In der Ausstellung werden in erster Linie Fotografien, Bilder- und Textdokumente aus der umfangreichen FKK-Publizistik seit Anfang des Jahrhunderts verwandt. Um den gesellschaftlichen Umgang mit der Freikörperkultur zu verdeutlichen, werden entsprechende Dokumente aus der allgemeinen Publizistik herangezogen.

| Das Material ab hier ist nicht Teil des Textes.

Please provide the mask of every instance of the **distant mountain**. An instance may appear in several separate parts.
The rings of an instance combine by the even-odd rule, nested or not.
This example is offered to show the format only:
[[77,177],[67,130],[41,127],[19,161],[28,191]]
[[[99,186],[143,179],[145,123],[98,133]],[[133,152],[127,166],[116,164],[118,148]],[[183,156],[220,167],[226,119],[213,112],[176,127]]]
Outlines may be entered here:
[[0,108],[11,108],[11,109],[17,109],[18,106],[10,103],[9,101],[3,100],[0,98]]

Bildbeispiele zu den Zeitabschnitten

Kaiserreich

Die Freikörperkultur entsteht um 1900 im Kontext der Lebensreformbewegung, die eine Erneuerung der gesamten Lebensführung (Ernährung, Kleidung, Wohnung, Gesundheits- und Körperpflege) anstrebt. In Anknüpfung an medizinisch-naturheilkundliche Konzepte, die seit Ende des 18. Jahrhunderts dem unbekleideten “Baden in Licht, Luft und Sonne” eine besondere gesundheitsfördernde Wirkung zuschreiben, wird der nackte Körper als “natürlichster” Ausdruck der Körperlichkeit, “wiederentdeckt”. Die Verfechter der Nacktkultur (der Begriff Freikörperkultur wird erst nach dem 1. Weltkrieg gebräuchlich) werten Nacktheit zur eigentlichen sittlichen und ‘natürlichen’ Lebensweise auf. Den Vorwurf ihrer Gegner, gegen Moral und “gute Sitten” zu verstoßen, kehren sie damit offensiv um. Praktizierte Nacktheit propagieren sie als Mittel der “Befreiung” von einer “krankmachenden” Lebensweise in einer “kranken” Gesellschaft. Nacktkultur versteht sich als ein umfassendes gesell-schaftspolitisches Konzept, das Gesellschaftsveränderung durch Selbstreform anstrebt. Bestandteile der Nacktkulturideologie sind die Verpflichtung zu einer “naturgemäßen” Lebensweise (Vegetarismus, Abstinenz, Mäßigung) und eugenische und rassenhygienische Vorstellungen zur ‘Formung eines gesunden Volkskörpers’. In der Praxis wird Nacktkultur größtenteils nach Geschlechtern getrennt und nicht völlig entblößt betrieben – Männer tragen die ‘Sonnenbadehose’, Frauen das ‘Luftbadekleid’. Nur in wenigen Vereinigungen wird der radikale Schritt zur gemeinsamen Nacktheit beider Geschlechter getan.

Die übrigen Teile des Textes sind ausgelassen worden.